The difference is in the definition of "displacement" and "distance traveled". The displacement is simply the difference in position between the start of the time interval and the end of the time interval. Distance traveled is not a signed number. An example might show the difference. Assume that the particle from time t₀ to t₁ moves 5 units to the left and then 5 units to the right so that its position at t₁ is exactly the same place it was at t₀. Its displacement is zero because it's final position is the same place as it's starting position. However, the particle traveled 5 units to the left and then turned around and traveled 5 units to the right for a total distance traveled of 10 units.

When you integrate v(t)dt = (t^3−3t^2)dt from t = -2 to 4, you obtain the displacement because the distance traveled in one direction is subtracted from the distance traveled in the opposite direction. Recall that integration is actually the summing of an infinite number of signed infinitesimal steps. To find the total distance, you have to sum the absolute value of those steps so that the negative distances do not negate the positive distances.
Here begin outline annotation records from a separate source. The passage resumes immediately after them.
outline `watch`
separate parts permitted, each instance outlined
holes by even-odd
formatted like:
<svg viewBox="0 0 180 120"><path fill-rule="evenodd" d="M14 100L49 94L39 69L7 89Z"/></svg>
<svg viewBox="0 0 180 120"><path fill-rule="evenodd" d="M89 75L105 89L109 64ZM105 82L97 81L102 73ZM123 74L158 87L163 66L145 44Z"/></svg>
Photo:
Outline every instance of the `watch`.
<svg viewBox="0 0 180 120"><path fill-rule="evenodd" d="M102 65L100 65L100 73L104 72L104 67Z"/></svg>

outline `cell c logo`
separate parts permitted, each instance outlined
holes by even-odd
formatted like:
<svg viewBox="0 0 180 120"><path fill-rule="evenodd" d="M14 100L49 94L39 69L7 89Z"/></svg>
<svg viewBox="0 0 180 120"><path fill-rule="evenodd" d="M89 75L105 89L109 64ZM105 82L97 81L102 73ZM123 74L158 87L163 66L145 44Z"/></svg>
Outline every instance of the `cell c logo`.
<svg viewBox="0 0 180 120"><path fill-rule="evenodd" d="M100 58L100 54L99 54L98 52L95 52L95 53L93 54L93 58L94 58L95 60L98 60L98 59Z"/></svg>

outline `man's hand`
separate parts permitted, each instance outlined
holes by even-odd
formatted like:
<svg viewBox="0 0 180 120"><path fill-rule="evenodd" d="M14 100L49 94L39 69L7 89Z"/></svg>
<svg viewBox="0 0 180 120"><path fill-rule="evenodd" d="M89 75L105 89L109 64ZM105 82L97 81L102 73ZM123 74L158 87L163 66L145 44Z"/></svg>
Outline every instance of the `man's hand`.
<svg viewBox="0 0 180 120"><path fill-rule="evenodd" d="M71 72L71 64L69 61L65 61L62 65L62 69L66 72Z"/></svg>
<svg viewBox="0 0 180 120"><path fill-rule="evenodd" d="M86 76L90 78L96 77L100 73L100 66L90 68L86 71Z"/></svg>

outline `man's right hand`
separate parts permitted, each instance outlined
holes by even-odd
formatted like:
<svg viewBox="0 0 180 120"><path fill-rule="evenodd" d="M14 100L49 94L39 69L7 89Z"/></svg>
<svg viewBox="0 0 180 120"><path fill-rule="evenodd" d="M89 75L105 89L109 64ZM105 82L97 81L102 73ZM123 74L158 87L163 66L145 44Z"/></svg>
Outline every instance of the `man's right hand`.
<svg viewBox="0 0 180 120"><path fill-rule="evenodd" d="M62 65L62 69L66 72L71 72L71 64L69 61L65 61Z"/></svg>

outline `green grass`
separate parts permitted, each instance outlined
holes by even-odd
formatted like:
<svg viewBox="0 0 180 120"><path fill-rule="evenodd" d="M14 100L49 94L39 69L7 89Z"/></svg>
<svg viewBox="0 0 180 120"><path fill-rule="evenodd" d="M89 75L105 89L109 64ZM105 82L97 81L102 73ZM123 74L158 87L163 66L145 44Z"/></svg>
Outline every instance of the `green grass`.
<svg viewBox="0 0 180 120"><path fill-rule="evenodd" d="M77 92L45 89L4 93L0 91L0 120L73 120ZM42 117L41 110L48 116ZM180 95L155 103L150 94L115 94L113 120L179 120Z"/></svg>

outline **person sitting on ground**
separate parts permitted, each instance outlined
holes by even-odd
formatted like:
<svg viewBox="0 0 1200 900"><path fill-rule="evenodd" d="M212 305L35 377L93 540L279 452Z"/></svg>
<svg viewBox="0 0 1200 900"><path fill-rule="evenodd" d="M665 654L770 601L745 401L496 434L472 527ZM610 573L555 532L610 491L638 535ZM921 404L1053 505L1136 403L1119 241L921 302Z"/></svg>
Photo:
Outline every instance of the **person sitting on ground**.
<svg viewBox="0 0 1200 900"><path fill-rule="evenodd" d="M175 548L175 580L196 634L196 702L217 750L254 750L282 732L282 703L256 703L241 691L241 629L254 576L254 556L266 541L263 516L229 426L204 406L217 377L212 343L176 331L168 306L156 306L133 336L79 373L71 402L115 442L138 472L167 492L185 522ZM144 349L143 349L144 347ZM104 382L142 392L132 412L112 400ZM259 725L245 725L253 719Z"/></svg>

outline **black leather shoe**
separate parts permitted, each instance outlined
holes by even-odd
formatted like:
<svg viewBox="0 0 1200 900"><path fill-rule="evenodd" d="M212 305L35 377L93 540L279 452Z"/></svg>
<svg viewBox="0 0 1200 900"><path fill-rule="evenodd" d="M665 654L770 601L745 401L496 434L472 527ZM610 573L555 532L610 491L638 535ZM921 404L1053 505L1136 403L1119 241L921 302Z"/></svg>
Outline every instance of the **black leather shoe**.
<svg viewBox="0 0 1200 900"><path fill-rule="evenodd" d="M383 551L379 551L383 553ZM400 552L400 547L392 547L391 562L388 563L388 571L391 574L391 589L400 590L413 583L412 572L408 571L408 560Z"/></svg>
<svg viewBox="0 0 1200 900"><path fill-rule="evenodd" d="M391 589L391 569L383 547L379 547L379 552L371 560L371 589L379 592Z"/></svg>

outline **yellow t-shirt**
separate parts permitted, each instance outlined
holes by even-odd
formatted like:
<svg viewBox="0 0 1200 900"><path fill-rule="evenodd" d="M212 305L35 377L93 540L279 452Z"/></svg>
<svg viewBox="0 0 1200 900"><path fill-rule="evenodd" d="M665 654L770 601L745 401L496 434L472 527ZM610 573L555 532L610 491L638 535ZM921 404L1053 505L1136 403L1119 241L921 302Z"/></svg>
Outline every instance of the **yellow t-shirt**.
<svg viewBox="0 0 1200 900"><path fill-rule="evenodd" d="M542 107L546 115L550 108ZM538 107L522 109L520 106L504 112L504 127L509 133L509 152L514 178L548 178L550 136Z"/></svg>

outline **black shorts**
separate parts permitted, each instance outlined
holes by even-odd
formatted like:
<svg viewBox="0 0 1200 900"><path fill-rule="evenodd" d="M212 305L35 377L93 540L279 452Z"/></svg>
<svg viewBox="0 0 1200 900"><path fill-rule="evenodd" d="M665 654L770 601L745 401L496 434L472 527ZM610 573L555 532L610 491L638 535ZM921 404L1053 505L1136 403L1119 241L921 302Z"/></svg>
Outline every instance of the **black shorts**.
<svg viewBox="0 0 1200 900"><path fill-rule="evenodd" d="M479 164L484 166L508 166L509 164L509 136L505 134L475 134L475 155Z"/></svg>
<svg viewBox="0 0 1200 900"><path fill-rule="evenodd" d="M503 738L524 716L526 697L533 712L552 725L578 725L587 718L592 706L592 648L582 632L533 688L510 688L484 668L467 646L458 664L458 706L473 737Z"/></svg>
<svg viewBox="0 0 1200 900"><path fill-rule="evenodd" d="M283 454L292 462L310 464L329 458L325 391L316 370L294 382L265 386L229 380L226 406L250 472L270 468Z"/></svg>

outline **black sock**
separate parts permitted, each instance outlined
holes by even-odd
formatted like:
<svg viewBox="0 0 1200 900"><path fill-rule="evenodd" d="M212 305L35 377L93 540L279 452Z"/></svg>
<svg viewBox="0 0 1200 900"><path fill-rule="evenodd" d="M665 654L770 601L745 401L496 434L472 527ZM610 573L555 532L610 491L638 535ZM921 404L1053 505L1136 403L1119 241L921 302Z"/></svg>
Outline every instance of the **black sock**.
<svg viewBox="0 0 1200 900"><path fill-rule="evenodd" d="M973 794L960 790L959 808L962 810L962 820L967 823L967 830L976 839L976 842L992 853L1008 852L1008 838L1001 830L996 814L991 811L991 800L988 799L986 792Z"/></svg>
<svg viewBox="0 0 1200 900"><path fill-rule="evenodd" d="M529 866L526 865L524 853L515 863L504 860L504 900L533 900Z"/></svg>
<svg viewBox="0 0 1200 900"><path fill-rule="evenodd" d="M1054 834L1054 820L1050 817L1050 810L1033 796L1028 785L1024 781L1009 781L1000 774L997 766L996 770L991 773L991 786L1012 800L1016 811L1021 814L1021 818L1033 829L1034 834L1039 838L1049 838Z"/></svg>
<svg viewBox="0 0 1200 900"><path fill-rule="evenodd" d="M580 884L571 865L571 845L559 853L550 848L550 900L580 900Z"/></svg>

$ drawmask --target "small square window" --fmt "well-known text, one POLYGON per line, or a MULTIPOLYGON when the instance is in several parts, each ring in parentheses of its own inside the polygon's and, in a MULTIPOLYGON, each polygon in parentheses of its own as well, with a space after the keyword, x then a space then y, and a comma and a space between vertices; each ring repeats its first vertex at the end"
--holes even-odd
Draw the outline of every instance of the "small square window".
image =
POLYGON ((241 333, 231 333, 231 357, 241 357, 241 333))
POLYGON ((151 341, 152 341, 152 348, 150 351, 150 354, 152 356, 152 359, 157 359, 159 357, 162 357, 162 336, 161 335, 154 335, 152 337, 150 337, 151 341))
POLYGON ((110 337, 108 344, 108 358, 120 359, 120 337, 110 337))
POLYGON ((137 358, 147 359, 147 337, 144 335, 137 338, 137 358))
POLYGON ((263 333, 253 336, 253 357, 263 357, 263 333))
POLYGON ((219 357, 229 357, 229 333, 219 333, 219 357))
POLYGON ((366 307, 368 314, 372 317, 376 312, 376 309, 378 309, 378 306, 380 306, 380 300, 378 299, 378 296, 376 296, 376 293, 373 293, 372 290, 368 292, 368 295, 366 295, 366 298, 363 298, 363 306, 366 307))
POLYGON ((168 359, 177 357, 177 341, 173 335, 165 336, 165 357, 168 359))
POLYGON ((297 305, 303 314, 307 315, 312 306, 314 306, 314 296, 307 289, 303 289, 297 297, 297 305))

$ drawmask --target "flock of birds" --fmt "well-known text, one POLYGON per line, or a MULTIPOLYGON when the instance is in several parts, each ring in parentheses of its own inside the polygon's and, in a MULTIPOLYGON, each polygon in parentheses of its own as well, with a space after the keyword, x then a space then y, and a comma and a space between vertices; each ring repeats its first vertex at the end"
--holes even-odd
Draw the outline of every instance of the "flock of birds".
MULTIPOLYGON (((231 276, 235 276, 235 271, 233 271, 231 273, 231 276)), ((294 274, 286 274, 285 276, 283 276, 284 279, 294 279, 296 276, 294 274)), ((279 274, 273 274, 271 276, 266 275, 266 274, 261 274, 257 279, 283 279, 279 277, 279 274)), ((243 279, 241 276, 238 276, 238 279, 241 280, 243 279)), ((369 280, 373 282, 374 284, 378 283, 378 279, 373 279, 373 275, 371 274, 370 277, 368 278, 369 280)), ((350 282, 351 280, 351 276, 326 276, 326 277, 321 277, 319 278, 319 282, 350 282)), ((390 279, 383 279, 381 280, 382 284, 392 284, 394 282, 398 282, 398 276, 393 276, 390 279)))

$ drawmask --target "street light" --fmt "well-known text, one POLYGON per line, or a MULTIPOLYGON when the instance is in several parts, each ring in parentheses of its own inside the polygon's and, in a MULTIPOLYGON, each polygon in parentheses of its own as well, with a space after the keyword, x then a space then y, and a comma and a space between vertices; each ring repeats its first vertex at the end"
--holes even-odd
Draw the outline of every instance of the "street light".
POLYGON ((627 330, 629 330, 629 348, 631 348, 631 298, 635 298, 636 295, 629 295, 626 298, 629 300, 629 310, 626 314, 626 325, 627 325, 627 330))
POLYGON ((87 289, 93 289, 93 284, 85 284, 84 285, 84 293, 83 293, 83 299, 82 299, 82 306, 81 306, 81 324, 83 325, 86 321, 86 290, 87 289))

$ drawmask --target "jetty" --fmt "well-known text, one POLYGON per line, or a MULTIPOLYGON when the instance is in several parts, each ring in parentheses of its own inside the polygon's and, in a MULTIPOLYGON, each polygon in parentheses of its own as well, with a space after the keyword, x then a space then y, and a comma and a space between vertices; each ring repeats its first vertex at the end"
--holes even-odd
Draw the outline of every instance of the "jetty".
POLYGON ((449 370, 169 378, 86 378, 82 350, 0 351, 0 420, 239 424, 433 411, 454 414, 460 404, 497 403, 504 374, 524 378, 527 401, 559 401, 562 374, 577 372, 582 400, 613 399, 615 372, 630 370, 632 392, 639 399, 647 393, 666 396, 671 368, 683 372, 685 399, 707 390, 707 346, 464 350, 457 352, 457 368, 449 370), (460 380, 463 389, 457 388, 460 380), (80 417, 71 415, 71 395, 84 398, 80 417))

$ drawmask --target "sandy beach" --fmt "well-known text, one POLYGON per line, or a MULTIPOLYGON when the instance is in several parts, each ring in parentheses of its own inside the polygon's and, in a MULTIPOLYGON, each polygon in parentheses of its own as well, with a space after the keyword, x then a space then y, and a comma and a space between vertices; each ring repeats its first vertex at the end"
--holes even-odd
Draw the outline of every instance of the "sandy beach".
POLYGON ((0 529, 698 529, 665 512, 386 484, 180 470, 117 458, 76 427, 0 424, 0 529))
v(t) = (t^3 - 3t^2) = t^2(t - 3)

Since t^2 is always positive for real values of t, v(t) < 0 for t < 3 and v(t) > 0 for t > 3. Therefore to get the total distance traveled we have to integrate -v(t)dt where v(t) < 0 and v(t)dt where v(t) > 0. The total distance traveled, D, becomes:

D₁ = ∫(3t² - t³)dt (integration from -2 to 3) = t³ - t⁴/4 = 3³ - 3⁴/4 - [(-2)³ - (-2)⁴/4] = 27 - 81/4 - (-8 - 4) = 75/4
D₂ = ∫(t³ - 3t²)dt (integration from 3 to 4) = t⁴/4 - t³ = 4⁴/4 - 4³ - (3⁴/4 - 3³) = 256/4 - 64 - (81/4 - 27) = 27/4
D = D₁ + D₂ = (75+27)/4 = 102/4

The answers, in terms of the problem statement are:
v₁(t) = 3t² - t³
v₂(t) = t­³ - 3t²
k = 3
Total distance traveled = 102/4 or 25.5 meters

∫ |t^3−3t^2| dt [-2, 4] = ∫ -(t^3−3t^2) dt [-2, 3] + ∫ (t^3−3t^2) dt [3, 4] = 25.5

v₁(t) = (3t^2 - t^3)
v₂(t) = (t^3 - 3t^2)
k = 3
Total distance travelled = 25.5 m

here is a graph for you:

https://www.desmos.com/calculator/1ahsp5dtyd

I hope this helps.

Here's the graph of v(t)
http://www.wolframalpha.com/input/?i=graph+x%5E3-3x%5E2+from+-2+to+4
from -2 to 3, v(t) < 0
|t^3-3t^2| = 3t^2-t^3

from 3 to 4 , v(t) > 0
|t^3-3t^2| = t^3-3t^2

The first integral is ∫ [-2,3] (3t^2-t^3) dt
The second integral is ∫ [3, 4] (t^3-3t^2) dt

∫ (3t^2-t^3) = 3(t^3/3)-t^4/ 4 = t^3 -(1/4)t^4
F(t) = t^3 -(1/4)t^4
F(3) = 3^3 - (1/4) 3^4 = 27/4
F(-2) = (-2)^3 -(1/4) (-2)^4 = -8 - 16/4 = -12
F(3)-F(-2) = 27/4-(-12) = 75/4

First integral is 75/4

∫ (t^3-3t^2) = (1/4)t^4 - t^3
F(t) = (1/4)t^4 -t^3
F(4) = 4^4 /4 - 4^3 = 64-64=0
F(3) = 3^4 /4 - 3^3 = -27/4

F(4)-F(3) = 0-(-27/4)= 27/4
Second integral is 27/4
(1)+(2) = 75/4+27/4 = 51/2 = 25.5

The function changes sign between the limits of integration, at k. You need to find k, then you integrate v(t) where v(t) >= 0, and -v(t) where v(t) <= 0.

It has another 0 in that range, but it's a double zero so the graph doesn't cross the x-axis.

You get rid of the absolute value symbols by just using an expression which you know is > 0 and equal to the absolute value.